Wednesday

Tomorrow is departure day. [9/23/09]

Arivederci Dallas ... almost! It’s late at night, and my packing is still not done. Nowhere close. At least half of the difficulty in packing for a three-week trip overseas is cutting down what you’re tempted to take in favor of having a suitcase you can actually pick up, if you have to, and carry it across a cobblestone street. I am hoping to pack lighter this trip than ever before, and that’s why I’m still up trying to decide, as Susie Orman says: “Do I need it? Or do I just want it?”

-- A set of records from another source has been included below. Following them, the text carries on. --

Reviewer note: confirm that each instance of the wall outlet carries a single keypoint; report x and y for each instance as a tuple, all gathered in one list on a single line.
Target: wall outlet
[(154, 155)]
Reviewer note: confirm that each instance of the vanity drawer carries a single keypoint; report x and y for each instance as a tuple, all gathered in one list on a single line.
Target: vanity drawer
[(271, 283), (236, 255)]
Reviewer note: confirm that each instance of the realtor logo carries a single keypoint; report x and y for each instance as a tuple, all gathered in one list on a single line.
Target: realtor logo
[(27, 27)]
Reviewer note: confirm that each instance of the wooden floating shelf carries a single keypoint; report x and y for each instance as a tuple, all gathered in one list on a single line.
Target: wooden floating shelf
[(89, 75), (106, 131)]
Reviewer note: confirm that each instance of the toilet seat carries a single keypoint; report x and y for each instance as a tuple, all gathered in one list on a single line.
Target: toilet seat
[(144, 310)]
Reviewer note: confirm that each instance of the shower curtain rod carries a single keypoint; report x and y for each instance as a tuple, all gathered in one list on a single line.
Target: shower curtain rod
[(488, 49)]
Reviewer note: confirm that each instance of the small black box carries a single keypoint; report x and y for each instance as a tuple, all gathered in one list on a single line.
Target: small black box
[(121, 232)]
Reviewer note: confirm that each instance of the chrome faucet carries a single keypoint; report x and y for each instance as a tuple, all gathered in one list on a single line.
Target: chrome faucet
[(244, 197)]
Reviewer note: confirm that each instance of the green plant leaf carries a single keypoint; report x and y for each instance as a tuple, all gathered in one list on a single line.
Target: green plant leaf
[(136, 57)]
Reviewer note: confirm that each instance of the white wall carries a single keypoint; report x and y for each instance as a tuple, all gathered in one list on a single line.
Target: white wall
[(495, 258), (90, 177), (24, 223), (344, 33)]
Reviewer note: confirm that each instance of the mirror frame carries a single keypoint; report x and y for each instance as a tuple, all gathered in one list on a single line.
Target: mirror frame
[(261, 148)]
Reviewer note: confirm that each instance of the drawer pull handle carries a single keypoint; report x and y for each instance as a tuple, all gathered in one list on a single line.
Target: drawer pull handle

The photos in this initial part of the blog are ones I have taken in past trips to Italy. You can left-click on any of them to enlarge them. This particular one, for some reason, is one of my favorites. It is neither unusual, panoramic nor beautiful in the artistic sense, but it’s one of those images that is clearly fixed in my memory to remind me of a unique moment in time … a place holder, at once dated and timeless. It was taken on July 4, 1982. I had arrived in Rome for the first time to meet up with a friend from Dallas, Rauhman Browning, who was working in Italy at the time. We were both thrilled to be seeing Rome. It was like walking in a dream. I had traveled the world in the navy, but never had I experienced this kind of immediate infatuation with a city. Here, in the middle of St. Peters Square, a kindly old Italian gentleman was feeding the pigeons. They seemed to know him. I remember thinking as I took the picture, “I wonder if that’s me, way on down the line, coming back, again and again, over the years of my life, to the “Eternal City" of Rome. Who knows; maybe it was. Maybe this old guy was actually me as a time traveler from the future (ha ha). To find out, I'll have to live a few more years, and eventually find me a hat and cane. I already have a selection of frumpy old sports coats that would do nicely.